Coming Soon is reporting that Terry Gilliam, the former Monty Pythonite turned film director, is once again going to attempt to complete his on again off again project “The Man Who Killed Don Quixote. “

The movie was a combination of “Don Quixote” the epic story of a delusional Spanish nobleman who tilts at windmills by Miguel de Cervantes and a “Connecticut Yankee in King Arthur’s Court.” The plot concerned a modern advertising executive who becomes unstuck in time and finds himself in 16th Century La Mancha where he is taken by the mad would be knight as Sancho, his long suffering companion.

The project has been in development since 1998, according to a page on the thus far uncompleted movie. Shooting even started in 2000, but was quickly abandoned due to flash floods at the location and an ailment that caused Jean Rochefort, the actor who had been cast as Don Quixote, to be unable to sit on a horse. Johnny Depp was to play the role of the ad executive who becomes Sancho. Gilliam had previously directed Depp in a film version of the Hunter S. Thompson classic “Fear and Loathing in Los Vegas.”

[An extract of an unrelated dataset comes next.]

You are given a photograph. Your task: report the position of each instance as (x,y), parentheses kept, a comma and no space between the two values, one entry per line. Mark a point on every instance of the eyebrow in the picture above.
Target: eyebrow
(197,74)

The misadventure of the first attempt to film “The Man Who Killed Don Quixote” was immortalized in a documentary called “Lost in La Mancha.” There ensued a years-long legal tussle with the insurance company, who had acquired the rights to the project, while Gilliam worked on other projects. One other attempt to bring the movie to the big screen involved Robert Duvall as Don Quixote and Ewan McGregor as Sancho.

Since “The Man Who Killed Don Quixote” has been somewhat cursed since its conception, one should not count on it happening until shooting starts and, given the precedence of 2000, not even then. Since the abortive first try Gilliam has directed such films as “The Brothers Grimm,” “The Imaginarium of Dr. Parnassus,” and the current “Zero Theorem.”